La Meloni, più furba, ha sempre fatto vedere che indossava la mascherina, ma la sostanza dei suoi messaggi non era molto diversa da quelli di Salvini. Poi mettiamoci i professori citati, mettiamoci gente di avanspettacolo (se va oltre la critica d’arte) come Sgarbi, mettiamoci la Santachè che rivendicava il diritto di ballare senza limiti. Insomma mettiamoci quell’imponente movimento di opinione che ha preso il sopravvento per mesi. Cosa dovevano fare gli italiani lasciati senza una guida politica? In quei mesi chi indossava la mascherina era visto come un menagramo o uno sfigato. Ce lo ricordiamo?

I governi nazionale e regionali non sono stati da meno. Presi dall’euforia per il miglioramento della situazione si sono messi, metaforicamente, a ballare pure loro. Gli interventi più scomodi sono stati sistematicamente evitati o rinviati. Fino ad oggi le autorità sono intervenute non per prevenire guai peggiori, ma per tentare di riparare a quelli già fatti da tempo. Perché la medicina territoriale è tuttora incapace di essere la prima linea di selezione e trattamento dei positivi con pochi sintomi? Perché i pronto soccorso sono ancora inadeguati? Perché i posti in terapia intensiva sono cresciuti così poco? Perché bus e metropolitane sono come erano all’inizio dell’anno? Sono solo alcuni dei tanti interrogativi sospesi.

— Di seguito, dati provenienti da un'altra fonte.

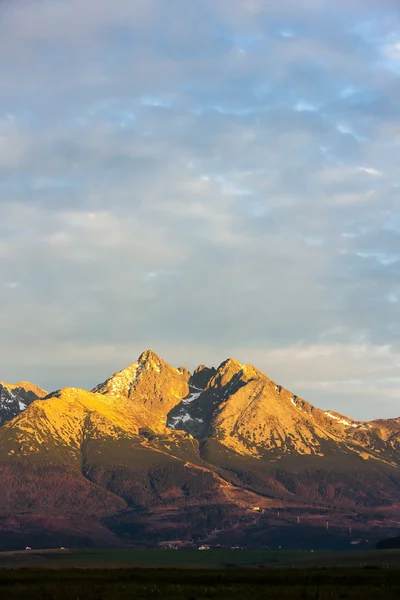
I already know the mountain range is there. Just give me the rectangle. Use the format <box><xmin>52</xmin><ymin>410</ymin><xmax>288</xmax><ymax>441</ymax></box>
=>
<box><xmin>0</xmin><ymin>350</ymin><xmax>400</xmax><ymax>548</ymax></box>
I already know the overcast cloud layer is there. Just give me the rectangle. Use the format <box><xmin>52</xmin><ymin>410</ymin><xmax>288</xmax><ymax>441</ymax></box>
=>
<box><xmin>0</xmin><ymin>0</ymin><xmax>400</xmax><ymax>419</ymax></box>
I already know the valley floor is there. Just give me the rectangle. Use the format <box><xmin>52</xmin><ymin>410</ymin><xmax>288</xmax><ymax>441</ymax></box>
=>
<box><xmin>0</xmin><ymin>568</ymin><xmax>400</xmax><ymax>600</ymax></box>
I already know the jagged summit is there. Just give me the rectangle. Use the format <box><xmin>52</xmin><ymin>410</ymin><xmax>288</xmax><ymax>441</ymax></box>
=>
<box><xmin>92</xmin><ymin>350</ymin><xmax>189</xmax><ymax>429</ymax></box>
<box><xmin>0</xmin><ymin>350</ymin><xmax>400</xmax><ymax>544</ymax></box>
<box><xmin>0</xmin><ymin>381</ymin><xmax>47</xmax><ymax>425</ymax></box>
<box><xmin>189</xmin><ymin>365</ymin><xmax>217</xmax><ymax>390</ymax></box>
<box><xmin>0</xmin><ymin>381</ymin><xmax>47</xmax><ymax>398</ymax></box>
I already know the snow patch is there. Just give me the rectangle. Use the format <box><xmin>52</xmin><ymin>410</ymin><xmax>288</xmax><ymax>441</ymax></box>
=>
<box><xmin>325</xmin><ymin>410</ymin><xmax>362</xmax><ymax>428</ymax></box>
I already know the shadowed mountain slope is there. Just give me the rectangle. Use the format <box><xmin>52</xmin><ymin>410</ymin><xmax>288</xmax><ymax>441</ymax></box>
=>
<box><xmin>0</xmin><ymin>350</ymin><xmax>400</xmax><ymax>543</ymax></box>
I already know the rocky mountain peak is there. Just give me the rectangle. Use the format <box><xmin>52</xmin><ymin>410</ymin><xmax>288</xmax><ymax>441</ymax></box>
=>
<box><xmin>0</xmin><ymin>381</ymin><xmax>47</xmax><ymax>425</ymax></box>
<box><xmin>189</xmin><ymin>365</ymin><xmax>217</xmax><ymax>390</ymax></box>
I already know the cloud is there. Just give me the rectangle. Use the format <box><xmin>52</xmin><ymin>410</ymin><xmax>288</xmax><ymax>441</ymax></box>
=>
<box><xmin>0</xmin><ymin>0</ymin><xmax>400</xmax><ymax>418</ymax></box>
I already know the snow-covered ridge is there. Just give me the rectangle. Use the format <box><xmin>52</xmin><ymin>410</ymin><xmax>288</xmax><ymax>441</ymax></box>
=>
<box><xmin>325</xmin><ymin>410</ymin><xmax>364</xmax><ymax>428</ymax></box>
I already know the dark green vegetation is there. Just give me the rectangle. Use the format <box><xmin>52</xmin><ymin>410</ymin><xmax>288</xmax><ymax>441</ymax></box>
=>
<box><xmin>0</xmin><ymin>351</ymin><xmax>400</xmax><ymax>551</ymax></box>
<box><xmin>0</xmin><ymin>569</ymin><xmax>400</xmax><ymax>600</ymax></box>
<box><xmin>376</xmin><ymin>536</ymin><xmax>400</xmax><ymax>550</ymax></box>
<box><xmin>0</xmin><ymin>548</ymin><xmax>400</xmax><ymax>570</ymax></box>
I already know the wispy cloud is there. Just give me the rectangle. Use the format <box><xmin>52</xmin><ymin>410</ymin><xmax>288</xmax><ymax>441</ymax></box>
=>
<box><xmin>0</xmin><ymin>0</ymin><xmax>400</xmax><ymax>418</ymax></box>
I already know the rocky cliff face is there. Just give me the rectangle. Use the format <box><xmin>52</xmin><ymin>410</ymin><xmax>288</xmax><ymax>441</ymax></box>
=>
<box><xmin>0</xmin><ymin>351</ymin><xmax>400</xmax><ymax>552</ymax></box>
<box><xmin>92</xmin><ymin>350</ymin><xmax>189</xmax><ymax>431</ymax></box>
<box><xmin>0</xmin><ymin>381</ymin><xmax>47</xmax><ymax>426</ymax></box>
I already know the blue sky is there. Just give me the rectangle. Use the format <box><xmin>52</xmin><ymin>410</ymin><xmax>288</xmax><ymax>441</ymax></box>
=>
<box><xmin>0</xmin><ymin>0</ymin><xmax>400</xmax><ymax>419</ymax></box>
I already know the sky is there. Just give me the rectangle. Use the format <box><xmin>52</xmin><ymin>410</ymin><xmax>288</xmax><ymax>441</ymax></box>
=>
<box><xmin>0</xmin><ymin>0</ymin><xmax>400</xmax><ymax>419</ymax></box>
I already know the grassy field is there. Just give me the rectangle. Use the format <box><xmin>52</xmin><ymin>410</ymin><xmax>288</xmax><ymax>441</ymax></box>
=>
<box><xmin>0</xmin><ymin>549</ymin><xmax>400</xmax><ymax>570</ymax></box>
<box><xmin>0</xmin><ymin>568</ymin><xmax>400</xmax><ymax>600</ymax></box>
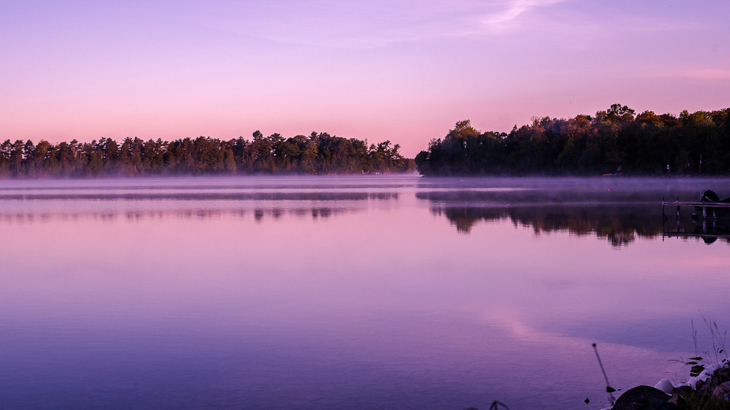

Prendiamo quel 49% che approva il trattamento differenziato tra le regioni. Perché così pochi? Ma perché la prima linea di resistenza delle regioni per settimane è stata quella di rinviare le decisioni, poi di attribuirle al governo, poi di protestare in nome della parità di trattamento. Gli italiani e le loro istituzioni sono malati di localismo. In realtà la logica dice che le regole differenziate andrebbero applicate all’interno di ogni regione. Le grandi città dove i contagi corrono dovrebbero essere tutte chiuse. I piccoli centri, le frazioni nelle campagne o anche le fabbriche dove è più facile assicurare un lavoro protetto, no. Perché non si fa? Perché subito si alzerebbero le proteste: “bisogna trattare tutti allo stesso modo!”.